U.S. Trade Representative Robert Lighthizer and Treasury Secretary Steven Mnuchin are set to travel to Beijing for trade talks on Thursday. The Chinese delegation under Vice Premier Liu He is expected to lead a team to the U.S. the following week.
Trump and Chinese President Xi Jinping were initially expected to meet at the end March, but that summit has now been pushed back to possibly May or June. The two leaders agreed late last year to a temporary trade truce and held off additional tariff increases.

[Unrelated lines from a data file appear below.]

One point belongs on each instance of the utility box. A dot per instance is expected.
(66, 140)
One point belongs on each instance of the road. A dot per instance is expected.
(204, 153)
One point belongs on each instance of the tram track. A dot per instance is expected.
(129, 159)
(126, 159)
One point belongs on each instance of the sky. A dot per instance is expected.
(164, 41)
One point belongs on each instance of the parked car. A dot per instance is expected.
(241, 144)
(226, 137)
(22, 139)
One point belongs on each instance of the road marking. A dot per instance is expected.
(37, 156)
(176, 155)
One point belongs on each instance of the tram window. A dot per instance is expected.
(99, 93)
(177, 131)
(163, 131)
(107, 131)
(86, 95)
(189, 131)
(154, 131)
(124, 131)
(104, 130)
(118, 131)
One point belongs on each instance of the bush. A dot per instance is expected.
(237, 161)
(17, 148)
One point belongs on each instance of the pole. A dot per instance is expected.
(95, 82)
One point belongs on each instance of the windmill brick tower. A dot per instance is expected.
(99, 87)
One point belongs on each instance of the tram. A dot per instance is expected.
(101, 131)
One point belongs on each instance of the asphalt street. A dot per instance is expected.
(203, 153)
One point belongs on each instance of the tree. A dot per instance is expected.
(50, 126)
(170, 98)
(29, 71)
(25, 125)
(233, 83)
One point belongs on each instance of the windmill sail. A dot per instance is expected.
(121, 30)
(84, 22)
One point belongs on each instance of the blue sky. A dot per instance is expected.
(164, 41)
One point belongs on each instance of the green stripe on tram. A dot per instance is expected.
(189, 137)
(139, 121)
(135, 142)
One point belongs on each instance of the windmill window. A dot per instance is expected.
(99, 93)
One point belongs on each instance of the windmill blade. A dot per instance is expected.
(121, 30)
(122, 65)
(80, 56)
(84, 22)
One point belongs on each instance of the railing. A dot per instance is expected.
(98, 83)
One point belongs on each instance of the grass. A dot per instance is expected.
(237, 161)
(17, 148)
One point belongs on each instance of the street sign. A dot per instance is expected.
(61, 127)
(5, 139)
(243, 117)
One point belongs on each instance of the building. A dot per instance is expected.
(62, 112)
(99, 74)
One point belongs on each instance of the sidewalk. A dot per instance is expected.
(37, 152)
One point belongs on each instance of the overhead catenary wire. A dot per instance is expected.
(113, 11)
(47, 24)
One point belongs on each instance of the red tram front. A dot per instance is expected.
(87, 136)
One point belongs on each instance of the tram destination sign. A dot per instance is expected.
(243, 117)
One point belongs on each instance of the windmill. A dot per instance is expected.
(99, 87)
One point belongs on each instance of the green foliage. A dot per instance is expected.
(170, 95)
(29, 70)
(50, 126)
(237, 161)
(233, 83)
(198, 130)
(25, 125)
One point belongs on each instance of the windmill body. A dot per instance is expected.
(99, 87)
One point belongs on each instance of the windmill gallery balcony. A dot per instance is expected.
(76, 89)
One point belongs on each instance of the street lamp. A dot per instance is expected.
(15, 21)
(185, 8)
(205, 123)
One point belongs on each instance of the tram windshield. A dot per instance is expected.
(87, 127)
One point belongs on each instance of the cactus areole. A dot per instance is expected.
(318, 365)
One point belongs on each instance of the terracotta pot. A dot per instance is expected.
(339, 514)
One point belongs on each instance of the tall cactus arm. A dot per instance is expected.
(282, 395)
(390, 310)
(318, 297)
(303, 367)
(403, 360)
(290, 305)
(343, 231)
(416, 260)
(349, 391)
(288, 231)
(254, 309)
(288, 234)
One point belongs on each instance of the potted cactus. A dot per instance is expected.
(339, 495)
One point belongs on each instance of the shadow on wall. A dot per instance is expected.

Trump later said both sides have made "significant progress" and that a hike in duties planned for March 2 would be delayed.
"Trump's insistence that any deal be cemented in person with Xi is creating additional complexity," Jeffrey Wright, U.S. analyst at Eurasia Group, said in a report Monday. "Chinese negotiators are insisting that Xi's trip to the US be a formal state visit — not just a trip to Mar-a-Lago — to reciprocate for Trump's 'state visit plus' in November 2017, but more importantly to provide political cover for Xi to agree to significant concessions. For the US to agree to these terms, the parties need an agreement that is both complete and robust."
"This raises the bar for a prospective agreement," Wright added. "If the two sides can't get past the key hurdles and reach a conclusion grand enough to justify a Trump-Xi meeting before the June G20 meeting in Tokyo, it may be hard to regain momentum."